I’m drawn to poet Rainer Maria Rilke, who offered a young poetry student this advice: “Be patient toward all that is unsolved in your heart and try to love the questions themselves.”
When I graduated from the Utrecht School of the Arts in 2013 with a degree in Audiovisual Media, specialising in documentary film, I wasn’t a patient person. Much was unsolved in my heart.
In the 90s, film found me in the late nights and early mornings at my best friend’s house, raiding his father’s VHS collection. Sitting on the cold cork floor, we were taken to other worlds - surreal imagery searing itself into my retina (hello, Eraserhead).
I was fortunate to be offered jobs early in my career that allowed me to travel. Film was still taking me to other worlds, but this time I was holding the camera. I learned technique - to look, to focus, to listen. I got a dose of humility too.
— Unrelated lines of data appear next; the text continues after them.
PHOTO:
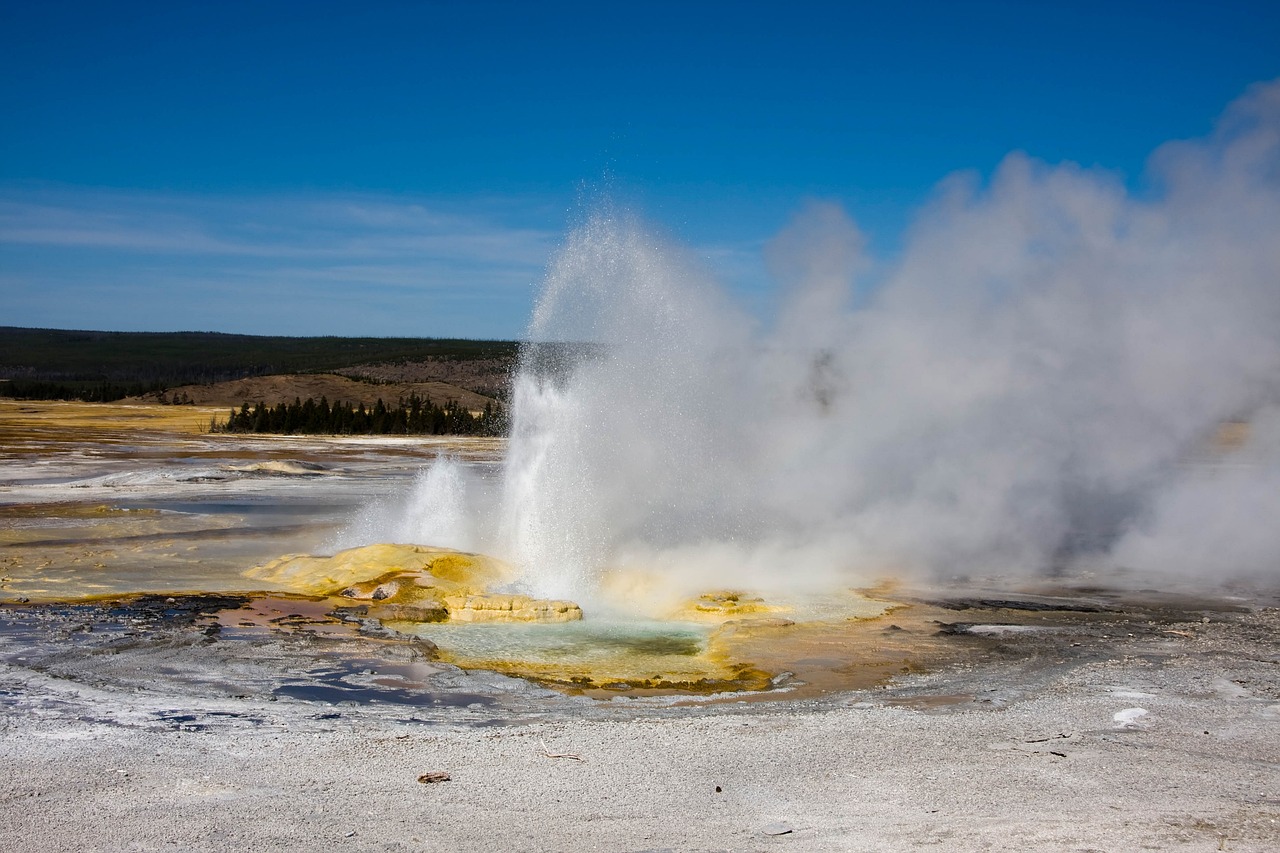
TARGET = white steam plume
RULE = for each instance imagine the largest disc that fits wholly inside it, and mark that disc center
(1031, 384)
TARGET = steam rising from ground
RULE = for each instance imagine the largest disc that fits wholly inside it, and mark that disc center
(1034, 384)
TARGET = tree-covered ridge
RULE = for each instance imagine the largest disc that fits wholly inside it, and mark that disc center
(193, 357)
(412, 416)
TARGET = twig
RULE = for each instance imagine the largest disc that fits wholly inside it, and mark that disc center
(548, 753)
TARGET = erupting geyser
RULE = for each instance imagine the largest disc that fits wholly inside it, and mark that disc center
(1034, 383)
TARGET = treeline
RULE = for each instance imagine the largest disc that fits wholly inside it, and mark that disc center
(72, 389)
(204, 357)
(412, 416)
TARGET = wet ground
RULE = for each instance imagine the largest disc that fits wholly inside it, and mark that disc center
(99, 503)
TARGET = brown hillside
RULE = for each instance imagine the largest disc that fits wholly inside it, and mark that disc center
(287, 387)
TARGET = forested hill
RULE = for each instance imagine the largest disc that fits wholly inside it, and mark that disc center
(114, 364)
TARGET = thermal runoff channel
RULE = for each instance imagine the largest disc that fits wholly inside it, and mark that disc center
(1038, 382)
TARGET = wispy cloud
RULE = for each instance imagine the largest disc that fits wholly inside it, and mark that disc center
(296, 264)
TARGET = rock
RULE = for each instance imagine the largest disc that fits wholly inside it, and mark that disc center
(414, 584)
(359, 573)
(510, 609)
(726, 603)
After the sudden loss of my closest friend and confidant, I withdrew from creative work completely. Without realising it, as my equipment gathered dust in the attic, I had begun the real work of a filmmaker. As life unfolded with pain and pleasure, I started to come closer to Rilke’s view.
In recent years, I’ve returned to filmmaking full-time. My first short documentary as director is in post-production, and my first feature is in the research phase. I’m based in Amsterdam and open to collaborations.
“"That gives peace, when people feel that they are living the symbolic life, that they are actors in the divine drama.”